“Slumdog” child dreams of becoming a Bollywood star

MUMBAI (Reuters Life!) – Rubina Ali is already a Hollywood star, and now the 9-year-old “Slumdog Millionaire” actress, who lives in a one-room shack with her family in a Mumbai slum, has her eyes firmly set on Bollywood.

Her dream has been whetted by the clamorous media attention and glitzy parties that followed the Mumbai premiere of the Oscar-nominated movie, a rags-to-riches tale of a young boy from a Mumbai slum, in which Ali plays the leading lady as a girl.

“I like films. I like poems and I like my school,” said the bright-eyed girl, popping a piece of chewing gum in her mouth before confidently reciting English poems to visitors, her nose stud gleaming and pigtails bobbing.

Ali’s education at an English-language school, where she is in the first grade, is a gift from “Danny Uncle,” director Danny Boyle, who has denied a report in Britain’s Daily Telegraph that slum children in the film were poorly paid.

The school — Ali’s first — and photographs of the premiere and a helicopter ride for the kids in the film are among the few mementos Ali’s mother, Munni, has of the movie that is raking in awards even as they continue to live in a shack no different from dozens around them, with no windows, running water or toilets.

“She was very happy to be in the film.

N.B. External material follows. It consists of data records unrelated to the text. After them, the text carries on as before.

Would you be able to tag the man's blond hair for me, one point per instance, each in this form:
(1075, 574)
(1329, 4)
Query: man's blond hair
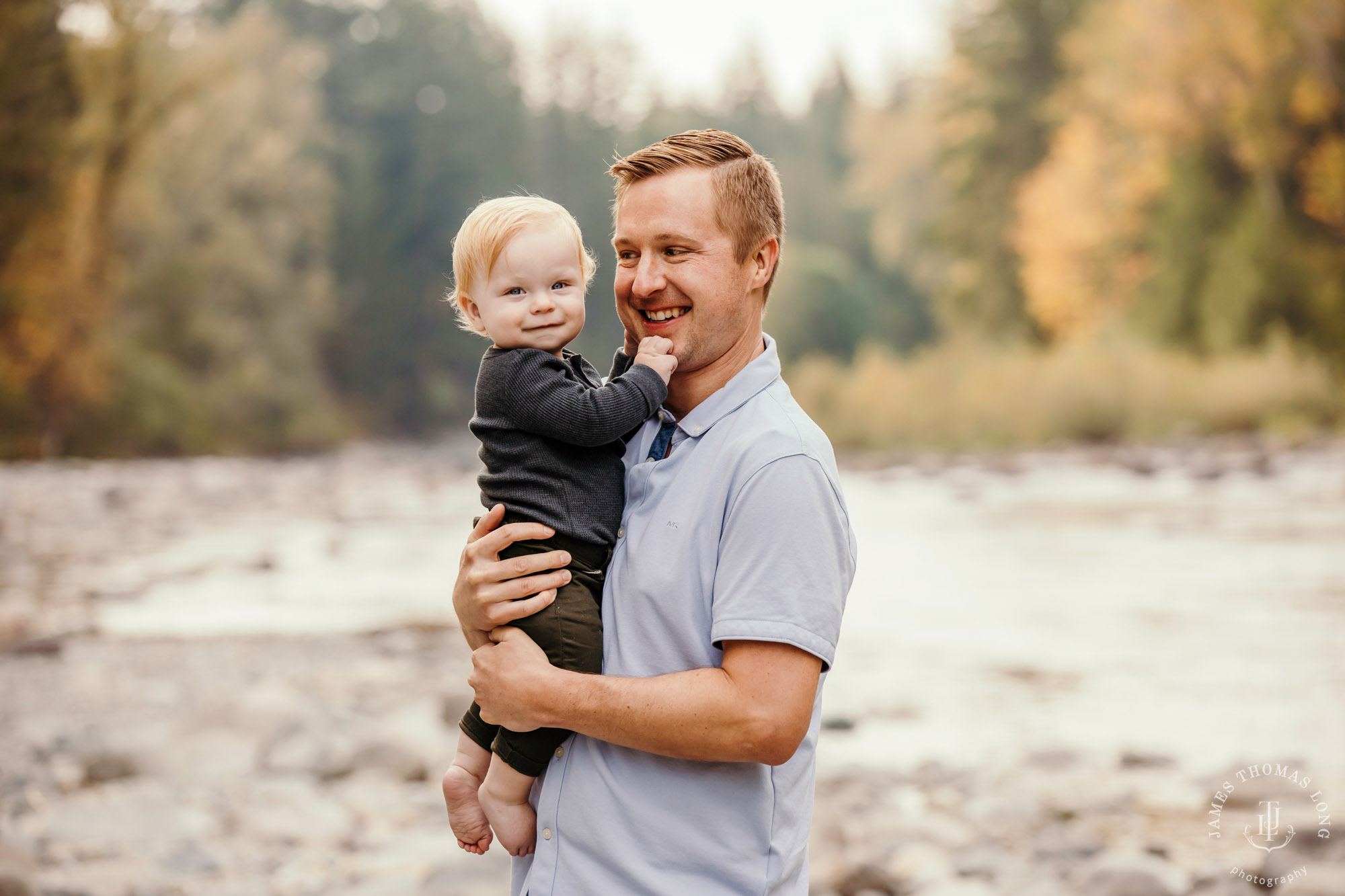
(748, 200)
(489, 229)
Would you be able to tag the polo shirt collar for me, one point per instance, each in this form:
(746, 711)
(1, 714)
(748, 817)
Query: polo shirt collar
(761, 373)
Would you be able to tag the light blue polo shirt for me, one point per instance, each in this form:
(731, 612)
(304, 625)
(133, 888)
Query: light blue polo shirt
(739, 534)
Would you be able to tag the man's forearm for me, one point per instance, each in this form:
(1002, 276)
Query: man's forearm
(689, 715)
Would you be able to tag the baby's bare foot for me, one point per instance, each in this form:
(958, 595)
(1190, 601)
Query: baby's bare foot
(465, 810)
(514, 822)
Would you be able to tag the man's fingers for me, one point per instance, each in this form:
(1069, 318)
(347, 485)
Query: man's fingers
(510, 610)
(489, 521)
(517, 568)
(505, 633)
(493, 542)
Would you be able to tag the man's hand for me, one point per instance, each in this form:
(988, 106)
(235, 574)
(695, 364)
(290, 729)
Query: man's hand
(490, 591)
(657, 352)
(512, 680)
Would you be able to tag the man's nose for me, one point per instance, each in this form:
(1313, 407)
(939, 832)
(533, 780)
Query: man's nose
(649, 279)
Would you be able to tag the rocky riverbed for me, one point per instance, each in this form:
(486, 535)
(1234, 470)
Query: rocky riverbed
(240, 676)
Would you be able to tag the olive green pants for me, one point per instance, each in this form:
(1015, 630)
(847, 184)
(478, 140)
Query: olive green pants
(570, 630)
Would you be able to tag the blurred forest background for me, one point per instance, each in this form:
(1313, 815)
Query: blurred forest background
(227, 227)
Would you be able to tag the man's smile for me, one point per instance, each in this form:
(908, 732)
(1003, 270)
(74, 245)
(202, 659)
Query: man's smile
(664, 314)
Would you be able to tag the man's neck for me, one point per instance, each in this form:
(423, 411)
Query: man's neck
(689, 389)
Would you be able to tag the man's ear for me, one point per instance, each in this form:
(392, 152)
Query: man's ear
(763, 261)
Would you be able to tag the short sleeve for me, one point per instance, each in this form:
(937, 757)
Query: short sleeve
(786, 560)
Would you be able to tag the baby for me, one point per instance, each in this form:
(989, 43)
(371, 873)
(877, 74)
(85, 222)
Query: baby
(552, 440)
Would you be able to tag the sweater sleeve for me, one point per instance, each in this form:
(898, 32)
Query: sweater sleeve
(541, 397)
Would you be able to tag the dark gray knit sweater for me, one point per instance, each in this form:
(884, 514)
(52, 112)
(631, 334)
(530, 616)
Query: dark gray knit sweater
(553, 436)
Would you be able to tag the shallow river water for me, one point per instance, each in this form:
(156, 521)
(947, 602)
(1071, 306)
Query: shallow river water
(1179, 607)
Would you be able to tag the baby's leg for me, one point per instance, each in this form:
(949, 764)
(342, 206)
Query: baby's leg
(505, 799)
(462, 782)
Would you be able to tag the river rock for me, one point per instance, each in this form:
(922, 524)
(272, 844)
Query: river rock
(870, 880)
(17, 872)
(1132, 874)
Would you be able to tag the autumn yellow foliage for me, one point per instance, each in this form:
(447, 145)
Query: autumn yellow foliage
(966, 395)
(1152, 80)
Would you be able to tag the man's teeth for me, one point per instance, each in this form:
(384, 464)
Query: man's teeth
(665, 315)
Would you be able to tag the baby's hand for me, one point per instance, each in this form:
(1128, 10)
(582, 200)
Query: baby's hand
(656, 352)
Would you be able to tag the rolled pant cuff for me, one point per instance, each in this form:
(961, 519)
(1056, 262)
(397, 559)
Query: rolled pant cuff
(521, 763)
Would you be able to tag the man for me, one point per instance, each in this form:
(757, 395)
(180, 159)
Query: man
(692, 770)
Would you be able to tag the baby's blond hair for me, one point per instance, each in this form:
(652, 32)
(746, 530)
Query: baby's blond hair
(489, 229)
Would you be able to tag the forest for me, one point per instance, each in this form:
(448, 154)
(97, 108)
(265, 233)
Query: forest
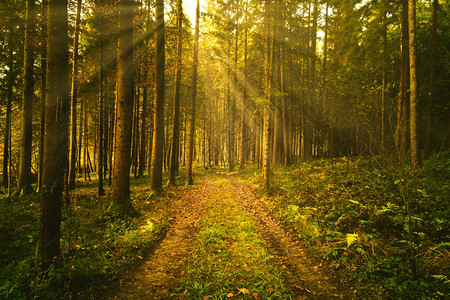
(225, 149)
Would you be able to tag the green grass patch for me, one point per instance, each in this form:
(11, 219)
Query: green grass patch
(95, 247)
(382, 225)
(229, 260)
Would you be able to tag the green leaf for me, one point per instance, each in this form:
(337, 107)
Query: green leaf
(351, 238)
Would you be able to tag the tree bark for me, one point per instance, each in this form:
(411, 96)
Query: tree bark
(101, 100)
(383, 87)
(142, 151)
(414, 139)
(57, 132)
(190, 179)
(7, 140)
(74, 93)
(432, 79)
(267, 92)
(27, 104)
(121, 203)
(158, 132)
(173, 170)
(244, 138)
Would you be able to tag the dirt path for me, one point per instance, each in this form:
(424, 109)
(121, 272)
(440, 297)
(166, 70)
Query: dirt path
(300, 271)
(158, 276)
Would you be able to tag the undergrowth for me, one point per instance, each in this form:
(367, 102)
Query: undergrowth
(229, 259)
(95, 247)
(382, 225)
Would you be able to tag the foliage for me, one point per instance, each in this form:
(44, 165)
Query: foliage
(380, 224)
(96, 247)
(229, 259)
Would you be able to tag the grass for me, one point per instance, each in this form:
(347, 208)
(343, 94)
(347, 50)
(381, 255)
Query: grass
(95, 247)
(382, 225)
(229, 259)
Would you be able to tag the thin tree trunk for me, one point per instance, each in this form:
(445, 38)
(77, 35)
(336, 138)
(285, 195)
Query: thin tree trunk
(27, 106)
(383, 87)
(414, 139)
(267, 87)
(100, 189)
(173, 170)
(143, 127)
(404, 86)
(73, 136)
(57, 133)
(432, 79)
(7, 140)
(235, 94)
(190, 179)
(244, 138)
(43, 93)
(121, 202)
(158, 132)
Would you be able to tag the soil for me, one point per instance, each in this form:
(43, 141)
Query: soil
(159, 273)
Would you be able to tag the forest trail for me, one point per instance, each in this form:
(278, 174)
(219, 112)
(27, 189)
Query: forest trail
(159, 276)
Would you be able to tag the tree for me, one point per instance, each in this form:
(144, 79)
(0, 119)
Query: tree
(415, 151)
(173, 170)
(74, 95)
(121, 202)
(7, 140)
(267, 88)
(101, 100)
(27, 106)
(43, 92)
(158, 119)
(190, 179)
(244, 141)
(432, 78)
(56, 132)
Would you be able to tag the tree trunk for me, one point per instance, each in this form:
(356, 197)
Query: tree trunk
(402, 122)
(383, 87)
(173, 170)
(432, 76)
(244, 138)
(27, 106)
(101, 98)
(143, 127)
(267, 87)
(158, 132)
(190, 179)
(56, 135)
(121, 203)
(7, 140)
(414, 139)
(73, 136)
(235, 95)
(43, 92)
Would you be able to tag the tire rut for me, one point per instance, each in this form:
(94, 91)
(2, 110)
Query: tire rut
(302, 275)
(157, 277)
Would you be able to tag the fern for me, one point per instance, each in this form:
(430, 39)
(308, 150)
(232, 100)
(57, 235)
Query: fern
(351, 238)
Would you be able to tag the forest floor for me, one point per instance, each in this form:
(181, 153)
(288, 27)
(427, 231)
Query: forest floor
(160, 275)
(350, 228)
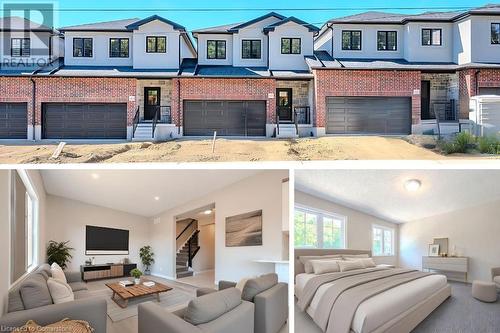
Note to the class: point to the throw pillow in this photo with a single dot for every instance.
(60, 291)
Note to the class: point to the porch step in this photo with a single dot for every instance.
(143, 132)
(286, 131)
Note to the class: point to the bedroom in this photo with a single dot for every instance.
(432, 236)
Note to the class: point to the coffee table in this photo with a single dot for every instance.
(135, 291)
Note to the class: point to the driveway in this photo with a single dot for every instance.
(227, 150)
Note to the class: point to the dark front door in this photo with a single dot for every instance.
(151, 102)
(284, 103)
(425, 100)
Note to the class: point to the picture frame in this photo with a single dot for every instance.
(433, 250)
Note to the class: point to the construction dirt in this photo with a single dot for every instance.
(229, 150)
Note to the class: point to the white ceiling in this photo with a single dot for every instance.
(134, 191)
(381, 193)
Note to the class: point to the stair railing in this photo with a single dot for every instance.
(135, 122)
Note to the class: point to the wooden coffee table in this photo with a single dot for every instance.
(135, 291)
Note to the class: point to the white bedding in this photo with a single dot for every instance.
(381, 308)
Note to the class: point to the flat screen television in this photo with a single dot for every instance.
(100, 240)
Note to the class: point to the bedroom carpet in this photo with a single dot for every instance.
(461, 313)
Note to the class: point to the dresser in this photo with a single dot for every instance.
(447, 264)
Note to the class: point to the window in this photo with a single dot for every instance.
(250, 49)
(290, 45)
(155, 44)
(431, 37)
(216, 49)
(315, 229)
(20, 47)
(118, 47)
(23, 226)
(383, 241)
(351, 40)
(82, 47)
(387, 40)
(495, 33)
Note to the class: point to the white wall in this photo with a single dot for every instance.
(474, 231)
(359, 225)
(262, 191)
(368, 41)
(100, 49)
(67, 220)
(278, 61)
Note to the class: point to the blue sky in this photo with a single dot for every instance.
(193, 20)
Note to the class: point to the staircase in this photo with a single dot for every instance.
(143, 132)
(187, 248)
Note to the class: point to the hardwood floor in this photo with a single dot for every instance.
(130, 325)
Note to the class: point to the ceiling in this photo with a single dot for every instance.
(134, 191)
(381, 193)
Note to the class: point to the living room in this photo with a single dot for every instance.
(102, 233)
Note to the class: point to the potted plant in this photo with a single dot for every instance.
(147, 258)
(136, 274)
(59, 252)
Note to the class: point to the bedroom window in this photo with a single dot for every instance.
(24, 205)
(383, 241)
(316, 229)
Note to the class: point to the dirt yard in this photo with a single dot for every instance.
(227, 150)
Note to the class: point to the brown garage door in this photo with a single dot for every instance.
(368, 115)
(84, 121)
(237, 118)
(489, 91)
(13, 120)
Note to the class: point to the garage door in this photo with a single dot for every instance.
(13, 120)
(84, 121)
(489, 91)
(368, 115)
(238, 118)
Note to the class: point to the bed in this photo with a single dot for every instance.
(368, 300)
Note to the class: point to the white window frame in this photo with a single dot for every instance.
(321, 214)
(384, 228)
(32, 241)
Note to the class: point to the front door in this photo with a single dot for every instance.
(425, 100)
(151, 102)
(284, 103)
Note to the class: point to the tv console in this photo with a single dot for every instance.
(105, 271)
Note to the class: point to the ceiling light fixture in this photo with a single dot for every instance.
(413, 185)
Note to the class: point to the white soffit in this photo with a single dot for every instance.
(142, 192)
(381, 193)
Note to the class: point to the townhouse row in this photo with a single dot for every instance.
(135, 79)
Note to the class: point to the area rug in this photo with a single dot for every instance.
(170, 301)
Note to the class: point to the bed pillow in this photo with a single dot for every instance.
(349, 265)
(61, 292)
(57, 272)
(325, 266)
(307, 264)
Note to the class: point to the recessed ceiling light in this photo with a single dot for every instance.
(413, 185)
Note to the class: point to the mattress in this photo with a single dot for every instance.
(381, 308)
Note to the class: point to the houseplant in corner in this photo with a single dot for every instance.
(59, 252)
(136, 274)
(147, 258)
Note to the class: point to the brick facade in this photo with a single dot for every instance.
(470, 82)
(373, 83)
(223, 89)
(85, 90)
(17, 90)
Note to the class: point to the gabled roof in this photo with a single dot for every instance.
(118, 25)
(15, 23)
(311, 27)
(136, 25)
(255, 20)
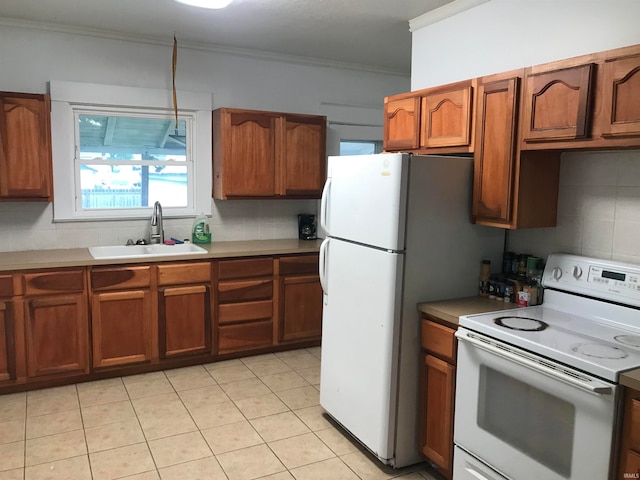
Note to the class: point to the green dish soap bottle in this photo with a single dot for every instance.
(201, 232)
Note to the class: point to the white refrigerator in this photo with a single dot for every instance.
(398, 233)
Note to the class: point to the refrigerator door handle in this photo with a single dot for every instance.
(324, 201)
(322, 267)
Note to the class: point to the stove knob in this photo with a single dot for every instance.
(577, 272)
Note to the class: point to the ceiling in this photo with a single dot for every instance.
(370, 34)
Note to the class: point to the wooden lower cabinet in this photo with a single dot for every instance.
(437, 395)
(57, 335)
(300, 303)
(122, 328)
(244, 305)
(184, 320)
(629, 452)
(7, 342)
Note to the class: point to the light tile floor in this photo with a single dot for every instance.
(250, 418)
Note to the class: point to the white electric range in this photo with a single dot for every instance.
(537, 387)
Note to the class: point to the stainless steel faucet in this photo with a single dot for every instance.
(157, 230)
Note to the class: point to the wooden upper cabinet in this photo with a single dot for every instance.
(25, 147)
(495, 150)
(243, 154)
(303, 170)
(557, 104)
(446, 117)
(621, 97)
(267, 154)
(401, 123)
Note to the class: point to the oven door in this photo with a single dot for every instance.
(530, 418)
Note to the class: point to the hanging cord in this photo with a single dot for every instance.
(174, 63)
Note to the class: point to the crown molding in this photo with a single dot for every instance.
(231, 51)
(446, 11)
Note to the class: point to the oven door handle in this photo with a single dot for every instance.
(533, 362)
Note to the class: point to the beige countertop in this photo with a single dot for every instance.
(450, 310)
(631, 379)
(74, 257)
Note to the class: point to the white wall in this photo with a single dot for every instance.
(599, 200)
(29, 58)
(506, 34)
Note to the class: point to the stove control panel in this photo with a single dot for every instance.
(615, 281)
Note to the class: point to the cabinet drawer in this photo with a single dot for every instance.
(245, 290)
(6, 286)
(246, 311)
(245, 336)
(299, 265)
(439, 340)
(54, 282)
(183, 273)
(252, 267)
(120, 277)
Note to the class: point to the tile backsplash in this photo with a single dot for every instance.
(598, 209)
(29, 225)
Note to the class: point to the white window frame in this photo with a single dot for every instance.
(70, 98)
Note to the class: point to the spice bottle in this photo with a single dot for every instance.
(485, 274)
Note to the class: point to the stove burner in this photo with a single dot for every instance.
(599, 350)
(524, 324)
(629, 340)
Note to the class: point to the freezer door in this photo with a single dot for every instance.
(365, 199)
(358, 380)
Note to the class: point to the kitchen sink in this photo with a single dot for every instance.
(142, 251)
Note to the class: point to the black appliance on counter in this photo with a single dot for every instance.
(306, 226)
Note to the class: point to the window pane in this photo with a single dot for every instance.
(119, 137)
(358, 147)
(133, 186)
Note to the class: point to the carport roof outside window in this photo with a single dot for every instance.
(206, 3)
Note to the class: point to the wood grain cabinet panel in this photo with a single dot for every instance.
(437, 395)
(57, 335)
(438, 379)
(621, 97)
(557, 104)
(184, 320)
(300, 299)
(303, 169)
(401, 123)
(244, 305)
(446, 118)
(495, 151)
(268, 154)
(121, 328)
(7, 342)
(25, 147)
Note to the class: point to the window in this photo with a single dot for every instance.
(115, 161)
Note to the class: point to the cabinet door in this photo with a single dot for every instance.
(557, 104)
(302, 170)
(438, 383)
(7, 342)
(184, 317)
(494, 159)
(25, 147)
(56, 335)
(621, 97)
(446, 118)
(401, 124)
(121, 324)
(300, 308)
(248, 163)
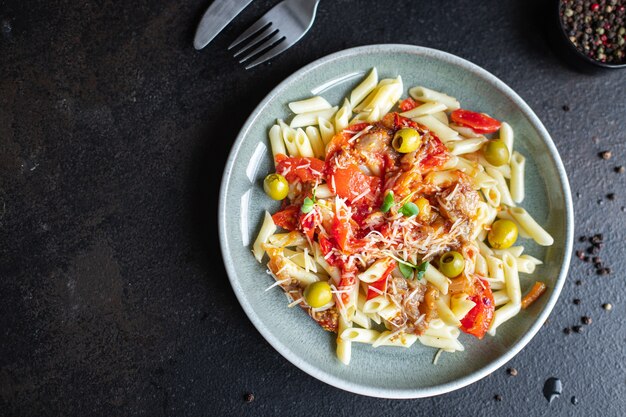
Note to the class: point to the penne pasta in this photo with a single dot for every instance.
(536, 232)
(268, 228)
(309, 105)
(426, 94)
(518, 164)
(364, 88)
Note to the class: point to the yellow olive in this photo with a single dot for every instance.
(424, 205)
(503, 234)
(406, 140)
(318, 294)
(276, 186)
(496, 152)
(451, 264)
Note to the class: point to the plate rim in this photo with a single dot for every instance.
(394, 393)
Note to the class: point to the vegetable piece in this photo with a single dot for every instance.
(307, 205)
(535, 292)
(388, 202)
(287, 218)
(299, 168)
(381, 284)
(318, 294)
(478, 122)
(423, 205)
(408, 104)
(409, 210)
(451, 264)
(350, 182)
(421, 269)
(406, 140)
(405, 269)
(503, 234)
(276, 186)
(479, 318)
(496, 152)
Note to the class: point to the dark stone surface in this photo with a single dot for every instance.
(113, 136)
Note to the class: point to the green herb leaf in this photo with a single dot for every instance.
(388, 202)
(405, 269)
(307, 205)
(409, 210)
(421, 269)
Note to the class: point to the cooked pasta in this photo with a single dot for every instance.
(392, 218)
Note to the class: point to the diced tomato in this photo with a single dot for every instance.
(297, 167)
(381, 284)
(478, 122)
(436, 156)
(307, 224)
(357, 127)
(287, 218)
(479, 318)
(350, 182)
(342, 233)
(408, 104)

Now she wants to be in more films Danny Boyle makes and become a star,” Munni said of the movie that has generated controversy in India over its name, its depiction of the poor and the treatment of the cast.

“She’s very stubborn, very spoiled because she’s the youngest child. Whatever she wants, she gets,” she said, as she puts away her daughter’s school backpack, black shoes and white socks.

Ali and Azharuddin Ismail, who also plays a slum child in the feature, were enrolled last June in English-language schools paid for by Boyle, who also met their teachers.

Boyle has arranged to pay about 1,500 rupees ($31) monthly for their fees and other living expenses above the money paid for their work. Fox Star Studios, which released the film in India, said their wage was three times the average local annual adult salary for a month’s work, but they would not give a figure.

Boyle and producer Christian Colson will pay for the kids’ education until they are 18 years old, and a “substantial lump sum” will also be given when they complete their studies to encourage them to continue with their education, Boyle has said.

Despite the funds, Munni, who works as a domestic helper, is uncertain about her daughter’s future and is also concerned about their inability to move into a proper house.

“We are poor people. Bringing up five children is hard,” she said. “Danny Boyle is a good human being … but we are poor, and we would like to buy a home. We have said we need help. He can show more kindness if he wants.”


The open sewer outside the door and the smoky fires that cook the evening meal are a far cry from the flashbulbs and sequined gowns that Ali and her mother wore at the Mumbai premiere.

The new clothes, paid for by Boyle, are now folded away in bags and boxes piled high on shelves that line the wall. Barbie stickers and spangly plastic bangles mark Ali’s corner.

“The film has done so well and won so many awards, it is only fair that these children’s lives should change more,” said Nicholas Almeida, a social activist and slum dweller who has filed a complaint against the film’s title in a local court.

Boyle’s munificence also appears to be out of reach for Ismail’s father, who was admitted this week to a hospital to be treated for tuberculosis.

The family was forced to move two months ago into a shack with flimsy plywood walls and a tarpaulin sheet for a roof after a wall that propped up their old shack was demolished.

“What is the use of the money? I am a sick man. The government is taking care of me, not those people,” he said, sitting on his bed in a crowded government hospital.

For Ali’s mother, Munni, the potential demolition of their home — which, like most shanties in this teeming city, is an encroachment on government-owned land — is also a worry.

But her daughter’s immediate concern is to master the art of signing autographs, which she practices in reporters’ notebooks.

“I want to be a star like Preity Zinta,” she said, referring to a popular Bollywood actress, her head bent in concentration as she spelled out the letters of her name in English.